In 1855, W. E. Cormack updated Jones’s Treatise in response to an unspecified event that occurred three years earlier. I think this may have been the publication of Cyclos’s book, which was the first attempt at systematizing skating. Later, Henry Vandervell and T. Maxwell Witham took this further with A System of Figure Skating in England while Demeter Diamantidi, Max Wirth, and Karl von Korper did the same in Austria with Spuren auf dem Eise. These books laid the foundation for the schedule of compulsory figures, which was the foundation of figure skating for nearly a century.
Based on Cormack’s comments, I think there may have been some resistance to systematizing what had previously been an abstract art, just as there has been resistance to creating a code of points for scoring skating in the ISU judging system.
The link above is to my edition of Jones’s book, which includes both the full text of the original an Cormack’s updates.
References
Robert Jones. 1772. A Treatise on Skating. London: J. Ridley.
John Cyclos [George Anderson]. 1852. The Art of Skating with Plain Directions for the Acquirement of the Most Difficult and Elegant Maneuvers. Glasgow: Thomas Murray and Son.

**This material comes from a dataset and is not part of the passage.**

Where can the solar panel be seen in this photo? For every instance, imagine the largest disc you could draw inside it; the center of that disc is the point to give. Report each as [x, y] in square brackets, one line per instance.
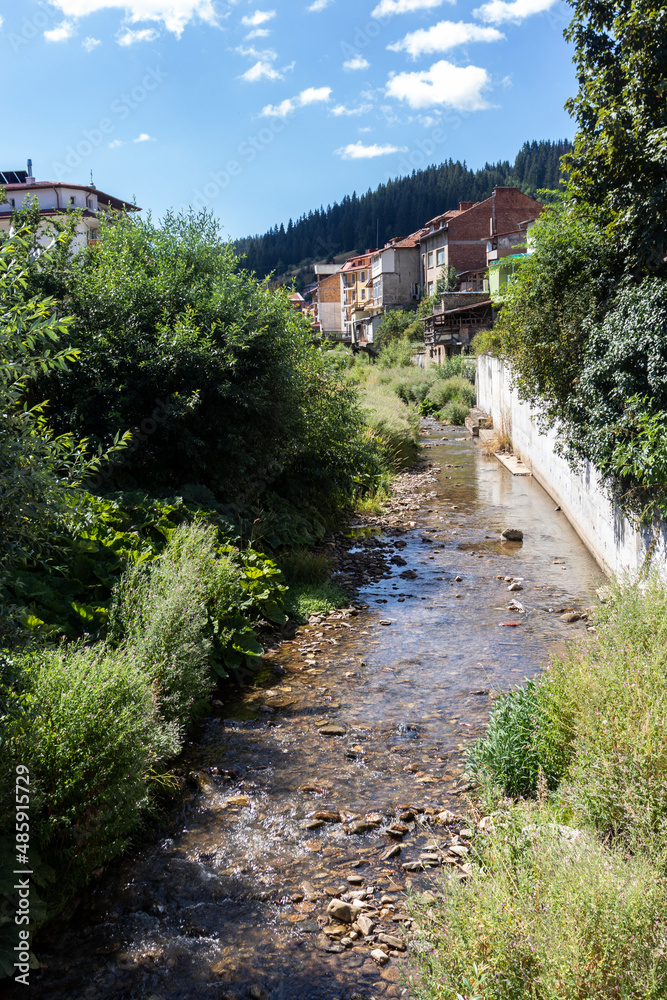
[13, 176]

Henry Eugene Vandervell & T. Maxwell Witham. 1869. A System of Figure Skating: Being the Theory and Practice of the Art as Developed in England, with a Glance at its Origin and History. London: Horace Cox.
Demeter Diamantidi, Karl von Korper, and Max Wirth. 1881. Spuren auf dem Eise: die Entwicklung des Eislaufes auf der Bahn des Wiener Eislauf-Vereines. Vienna: Alfred Holder.